While the Board is always open to evaluating suggestions for improved capital allocation and value creation, it is important to note that the Board unanimously supports our strategic plan to accelerate our delivering of the Company’s leverage ratio to a range of 2.75x to 3.25x in approximately three years, while continuing to fund our growth and transformation initiatives and returning more than $1 billion of dividends annually to shareholders. The Board adopted this policy after extensive deliberation, including receiving advice from two independent financial advisors.

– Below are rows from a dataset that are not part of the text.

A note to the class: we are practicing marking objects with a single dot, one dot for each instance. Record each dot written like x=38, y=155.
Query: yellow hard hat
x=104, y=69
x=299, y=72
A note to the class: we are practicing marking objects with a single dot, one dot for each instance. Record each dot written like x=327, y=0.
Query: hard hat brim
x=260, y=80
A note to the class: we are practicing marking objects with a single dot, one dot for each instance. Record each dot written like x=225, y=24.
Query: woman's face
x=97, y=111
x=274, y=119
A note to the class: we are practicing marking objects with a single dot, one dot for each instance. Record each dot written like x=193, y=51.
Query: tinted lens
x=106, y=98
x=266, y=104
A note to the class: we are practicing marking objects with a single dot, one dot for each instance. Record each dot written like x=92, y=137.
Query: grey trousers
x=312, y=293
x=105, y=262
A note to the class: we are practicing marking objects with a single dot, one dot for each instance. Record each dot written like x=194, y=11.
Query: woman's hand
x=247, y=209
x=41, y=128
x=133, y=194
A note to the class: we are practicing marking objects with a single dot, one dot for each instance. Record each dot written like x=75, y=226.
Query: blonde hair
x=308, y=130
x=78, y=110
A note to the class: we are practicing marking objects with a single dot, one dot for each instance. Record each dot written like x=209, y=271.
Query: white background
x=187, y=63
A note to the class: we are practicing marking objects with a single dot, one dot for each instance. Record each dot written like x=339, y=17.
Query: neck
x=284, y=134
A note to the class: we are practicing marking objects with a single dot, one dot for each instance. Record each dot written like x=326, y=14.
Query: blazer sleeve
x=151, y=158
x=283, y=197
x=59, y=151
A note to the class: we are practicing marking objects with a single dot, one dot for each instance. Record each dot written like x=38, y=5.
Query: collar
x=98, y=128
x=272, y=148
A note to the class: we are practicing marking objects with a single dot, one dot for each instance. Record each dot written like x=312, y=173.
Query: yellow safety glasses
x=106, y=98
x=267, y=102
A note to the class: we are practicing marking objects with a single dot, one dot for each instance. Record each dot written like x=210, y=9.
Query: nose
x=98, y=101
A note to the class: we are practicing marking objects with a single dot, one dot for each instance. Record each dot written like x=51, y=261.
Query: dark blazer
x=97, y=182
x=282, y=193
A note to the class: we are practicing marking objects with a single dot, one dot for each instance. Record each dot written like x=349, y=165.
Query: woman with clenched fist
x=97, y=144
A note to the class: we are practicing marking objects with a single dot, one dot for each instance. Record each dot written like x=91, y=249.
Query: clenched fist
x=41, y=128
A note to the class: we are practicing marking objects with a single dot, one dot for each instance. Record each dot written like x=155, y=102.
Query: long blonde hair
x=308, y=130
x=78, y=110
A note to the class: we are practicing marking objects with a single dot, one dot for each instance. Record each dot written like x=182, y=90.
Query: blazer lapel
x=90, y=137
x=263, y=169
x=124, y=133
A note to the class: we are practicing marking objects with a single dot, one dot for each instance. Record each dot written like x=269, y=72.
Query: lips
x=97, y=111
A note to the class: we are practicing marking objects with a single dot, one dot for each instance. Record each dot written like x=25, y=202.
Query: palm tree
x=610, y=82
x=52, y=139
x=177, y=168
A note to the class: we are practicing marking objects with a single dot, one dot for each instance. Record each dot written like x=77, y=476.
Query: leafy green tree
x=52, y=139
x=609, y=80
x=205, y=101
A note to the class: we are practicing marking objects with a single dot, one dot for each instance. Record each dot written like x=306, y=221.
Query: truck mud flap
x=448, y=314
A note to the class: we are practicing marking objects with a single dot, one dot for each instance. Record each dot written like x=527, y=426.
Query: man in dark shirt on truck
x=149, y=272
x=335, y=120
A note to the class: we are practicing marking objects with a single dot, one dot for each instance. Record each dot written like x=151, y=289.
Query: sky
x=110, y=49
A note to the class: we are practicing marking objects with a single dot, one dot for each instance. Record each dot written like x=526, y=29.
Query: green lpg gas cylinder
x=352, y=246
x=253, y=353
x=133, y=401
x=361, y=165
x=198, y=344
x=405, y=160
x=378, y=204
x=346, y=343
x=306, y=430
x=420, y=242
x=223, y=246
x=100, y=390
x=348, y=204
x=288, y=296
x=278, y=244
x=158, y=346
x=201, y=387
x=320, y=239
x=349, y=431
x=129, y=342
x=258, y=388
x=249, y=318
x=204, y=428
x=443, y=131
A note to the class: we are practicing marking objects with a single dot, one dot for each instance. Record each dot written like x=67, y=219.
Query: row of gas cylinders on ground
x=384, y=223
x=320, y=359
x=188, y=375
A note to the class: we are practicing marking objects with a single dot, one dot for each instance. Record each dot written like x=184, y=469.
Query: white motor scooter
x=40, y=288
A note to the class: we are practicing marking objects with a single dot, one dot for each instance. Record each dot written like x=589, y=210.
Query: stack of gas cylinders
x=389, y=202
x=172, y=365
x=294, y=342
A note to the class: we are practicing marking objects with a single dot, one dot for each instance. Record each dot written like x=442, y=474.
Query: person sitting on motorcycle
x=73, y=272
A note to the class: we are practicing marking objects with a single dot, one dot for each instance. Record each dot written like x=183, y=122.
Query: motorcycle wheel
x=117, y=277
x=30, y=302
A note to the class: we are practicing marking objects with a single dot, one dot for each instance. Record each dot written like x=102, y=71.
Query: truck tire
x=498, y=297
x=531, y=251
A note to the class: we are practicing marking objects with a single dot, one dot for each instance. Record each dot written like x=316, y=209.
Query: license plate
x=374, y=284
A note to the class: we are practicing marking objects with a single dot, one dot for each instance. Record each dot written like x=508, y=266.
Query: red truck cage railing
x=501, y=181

The Board believes that the Company’s steps to further strengthen its balance sheet, reduce interest rate risk, lower the Company’s cost of capital, and increase the Company’s financial flexibility to pursue attractive growth initiatives over time will create significant value for our shareholders. The benefits of the Board’s policy have already begun to be realized; in response to the Company’s announcement, Standard & Poor’s removed its negative outlook from CenturyLink’s credit rating.

CenturyLink continually takes a broad-minded review of its asset portfolio to assess the best ways to enhance value for all shareholders. As the sale of our data center business a few years ago demonstrated, the Company is willing to modify its portfolio when it believes doing so would increase the long-term value of our business. Our CEO Jeff Storey also indicated on our most recent earnings call that the Board is always evaluating other ways to maximize shareholder value, in all of our assets, such as our consumer business.